The Goddess movement includes spiritual beliefs or practices (chiefly neopagan) which has emerged predominantly in North America, Western Europe, Australia, and New Zealand in the 1970s. The movement grew as a reaction to perceptions of predominant organized religion as male-dominated, and makes use of goddess worship and a focus on gender and femininity.

The Goddess movement is a widespread, non-centralized trend in neopaganism, and therefore has no centralized tenets of belief. Practices vary widely, from the name and number of goddesses worshipped to the specific rituals and rites used to do so. Some, such as Dianic Wicca, exclusively worship female deities, while others do not. Belief systems range from monotheistic to polytheism to pantheistic, encompassing a range of theological variety similar to that in the broader neopagan community. Common pluralistic belief means that a self-identified Goddess worshiper could theoretically worship any number of different goddesses from cultures all over the world.

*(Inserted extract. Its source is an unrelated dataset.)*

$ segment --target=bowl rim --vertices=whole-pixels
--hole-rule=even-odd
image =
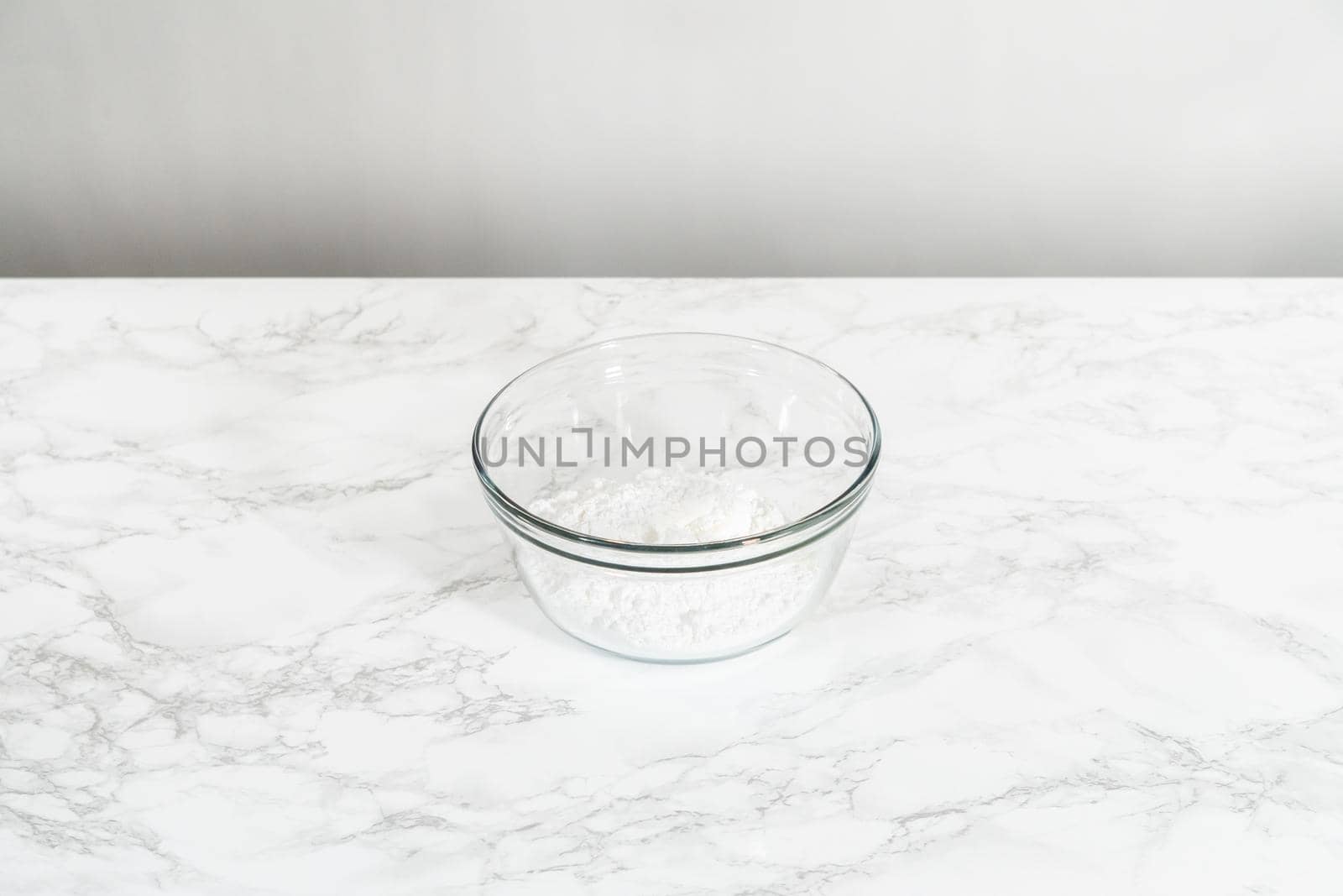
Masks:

Capitalization of terms such as "Goddess" and "Goddesses" usually vary with author or with the style guides of publications or publishers. Within the Goddess community, members generally consider it proper to capitalize the word "Goddess", but not necessary when generic references are made, as in the word "goddesses".

One can regard a goddess (in this sense) as an aspect of the Great Goddess as well as a specific goddess with a particular role within a pantheon. The Hindu goddess, Durga, is a case in point. The name Durga can refer to a specific aspect of the Goddess but in the Shakti forms of Hinduism generally refers to the Great Goddess as AdyaShakti: the primordial Shakti who incorporates all aspects. Anthropologists in their studies of goddesses have noted that adherents of goddesses often view their own goddess as a personal or teacher.

In the 19th century, some first-wave feminists such as Matilda Joslyn Gage and Elizabeth Cady Stanton published their ideas describing a female deity, whilst anthropologists such as Johann Jakob Bachofen examined the ideas of prehistoric matriarchal Goddess cultures. However, these ideas were largely ignored in the North America and much of Europe until second-wave feminism. In the 1960s and 1970s, feminists who became interested in the history of religion also refer to the work of Helen Diner (1965), whose book Mothers and Amazons: an outline of female empires was first published in German in 1932; Mary Esther Harding (1935), the first significant Jungian psychoanalyst in the United States; Elizabeth Gould Davis (1971); and Merlin Stone (1976).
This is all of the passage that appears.